Fisher also historicizes VR, highlighting its roots. “Because the origins of this work are in computer science and military labs, we don’t have a wide variety of storytelling techniques for cinema yet,” she says. “We’re just getting to a poetics of VR and AR, and I’m interested in having students rethink mimesis. I try to talk, too, about early funding models. We have $1 million to create a VR experience of Pompeii, but not to give that kind of access to poets and artists.”

Fisher enjoys the ways in which ideas related to spatialized storytelling invite students to reconsider the conventions of traditional storytelling that have become so internalized as to seem entirely natural. “In VR, we don’t have point-of-view editing anymore. This lets students see what they can’t do, and this in turn helps them realize the unconscious of their own practice.”

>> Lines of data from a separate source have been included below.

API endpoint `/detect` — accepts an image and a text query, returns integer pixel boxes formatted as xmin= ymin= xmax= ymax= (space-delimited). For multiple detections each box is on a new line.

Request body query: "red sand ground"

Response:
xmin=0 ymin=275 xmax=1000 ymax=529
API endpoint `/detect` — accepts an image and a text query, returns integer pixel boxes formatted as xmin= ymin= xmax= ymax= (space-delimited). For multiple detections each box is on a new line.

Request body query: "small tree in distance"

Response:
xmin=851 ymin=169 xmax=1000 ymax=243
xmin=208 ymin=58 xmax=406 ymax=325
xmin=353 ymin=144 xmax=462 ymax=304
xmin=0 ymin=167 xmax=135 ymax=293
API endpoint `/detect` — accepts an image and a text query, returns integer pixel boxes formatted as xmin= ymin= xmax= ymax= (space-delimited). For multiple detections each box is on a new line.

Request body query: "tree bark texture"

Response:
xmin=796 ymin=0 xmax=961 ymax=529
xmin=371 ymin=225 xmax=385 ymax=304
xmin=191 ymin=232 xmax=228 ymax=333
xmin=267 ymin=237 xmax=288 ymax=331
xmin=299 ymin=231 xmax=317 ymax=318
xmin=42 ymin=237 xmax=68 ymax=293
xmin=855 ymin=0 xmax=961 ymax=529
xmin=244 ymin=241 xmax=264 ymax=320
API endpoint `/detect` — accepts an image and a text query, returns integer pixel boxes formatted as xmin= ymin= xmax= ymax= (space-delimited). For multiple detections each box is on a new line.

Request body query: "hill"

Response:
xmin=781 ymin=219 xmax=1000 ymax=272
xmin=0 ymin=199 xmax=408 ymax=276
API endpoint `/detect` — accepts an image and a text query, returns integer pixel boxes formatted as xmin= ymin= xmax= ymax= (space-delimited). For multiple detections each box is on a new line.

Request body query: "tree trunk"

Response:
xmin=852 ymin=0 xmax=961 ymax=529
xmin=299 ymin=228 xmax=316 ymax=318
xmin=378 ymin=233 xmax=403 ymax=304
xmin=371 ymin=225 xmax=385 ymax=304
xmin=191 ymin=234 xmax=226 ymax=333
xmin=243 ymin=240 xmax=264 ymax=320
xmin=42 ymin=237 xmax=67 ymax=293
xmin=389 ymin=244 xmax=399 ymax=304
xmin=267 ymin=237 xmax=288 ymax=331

As professors dedicated to exploring the future of storytelling, both Pacheco and Fisher are intrigued by the growing notoriety and prevalence of VR. However, there are also some fears. Pacheco reveals his: “One of the things I worry about is the fact that, in VR in particular, it’s not that you’re seeing things that aren’t there, but that there are parts of your brain being activated that no other media form has been able to activate in the past,” he says. “It’s almost like you’re hacking into people’s brains.” He is also concerned about the intensity of some of the experiences, and how they might affect different viewers. If a person suffering from PTSD steps into a violent scene, what could be the consequences? “So what this means is that there is a whole new set of ethics, a set of dos and don’ts, developing. We need to explore this together. We need to model good behavior and set up good ethical guidelines now.”